Tier-1 handset vendors have capability to design their own applications processors and
baseband, with Apple recently joining the fold. Qualcomm and MediaTek are the two
established incumbent pure play semiconductor companies developing mobile processors
and 5G modems without a handset business. The two account for 60% of the applications
processor market and 66% of the baseband market in 2018, according to IDC. Trends in
the mobile handset market suggest a shift in tier-1 handset OEMs from outsourcing supply
to developing modems in-house for better control chip supply, and less reliance on
Qualcomm’s leading technology, and to mitigate royalty expenses.
Apple is the only major handset OEM that exclusively uses its own internally
developed application processor.
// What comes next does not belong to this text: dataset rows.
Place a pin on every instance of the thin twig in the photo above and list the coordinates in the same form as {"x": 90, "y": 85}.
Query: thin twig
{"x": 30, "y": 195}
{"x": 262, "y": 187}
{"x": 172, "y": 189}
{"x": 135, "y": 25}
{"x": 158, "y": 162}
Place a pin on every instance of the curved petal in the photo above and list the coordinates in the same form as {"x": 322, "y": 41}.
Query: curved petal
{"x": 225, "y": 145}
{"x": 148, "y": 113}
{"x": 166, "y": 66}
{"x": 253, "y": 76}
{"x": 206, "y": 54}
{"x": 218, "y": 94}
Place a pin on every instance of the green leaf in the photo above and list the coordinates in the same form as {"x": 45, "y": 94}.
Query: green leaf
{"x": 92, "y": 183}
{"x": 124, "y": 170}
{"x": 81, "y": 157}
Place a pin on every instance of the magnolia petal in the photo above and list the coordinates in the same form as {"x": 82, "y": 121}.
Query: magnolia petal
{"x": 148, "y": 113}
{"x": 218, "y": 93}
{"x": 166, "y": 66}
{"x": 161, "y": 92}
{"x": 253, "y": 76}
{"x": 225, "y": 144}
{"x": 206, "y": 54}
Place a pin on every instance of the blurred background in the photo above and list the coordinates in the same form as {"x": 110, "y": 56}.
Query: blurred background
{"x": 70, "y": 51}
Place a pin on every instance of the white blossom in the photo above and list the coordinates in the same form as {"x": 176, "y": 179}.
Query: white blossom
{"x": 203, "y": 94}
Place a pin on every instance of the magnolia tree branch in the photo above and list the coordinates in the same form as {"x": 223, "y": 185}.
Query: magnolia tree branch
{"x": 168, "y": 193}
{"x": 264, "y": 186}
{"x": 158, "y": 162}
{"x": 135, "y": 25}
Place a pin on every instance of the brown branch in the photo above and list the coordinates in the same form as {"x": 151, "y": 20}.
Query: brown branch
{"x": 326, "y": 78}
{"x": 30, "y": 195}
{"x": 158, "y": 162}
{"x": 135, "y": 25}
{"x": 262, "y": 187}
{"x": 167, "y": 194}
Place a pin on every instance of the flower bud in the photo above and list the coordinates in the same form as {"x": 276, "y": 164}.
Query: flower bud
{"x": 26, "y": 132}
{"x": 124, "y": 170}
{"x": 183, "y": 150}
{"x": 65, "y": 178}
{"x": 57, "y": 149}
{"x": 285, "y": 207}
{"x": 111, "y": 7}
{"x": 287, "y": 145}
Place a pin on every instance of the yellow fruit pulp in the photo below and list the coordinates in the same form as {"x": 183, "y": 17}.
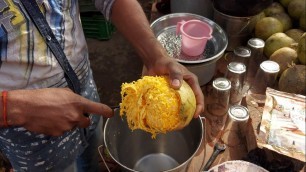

The very first iPhone was based on an Apple
SoC manufactured by Samsung. Its first A-series processor was the A4
processor on the iPhone 4. Apple has used Samsung’s foundry for
manufacturing its SoC until the A8, where it transitioned to TSMC and has used
the company ever since. The A13 Bionic is the latest CPU in the A-series lineup
featured discretely on the iPhone 11. Apple signed a 6-year licensing
agreement with Qualcomm (backdated to April 1, 2019), that includes supply of
chips, most likely for early 5G modem. We expect early 5G iPhones will use
discrete Qualcomm basebands. Given Apple’s $1B acquisition of Intel’s modem
business, we believe Apple plans to develop a 5G modem solution and
potentially integrate it within its own process over time.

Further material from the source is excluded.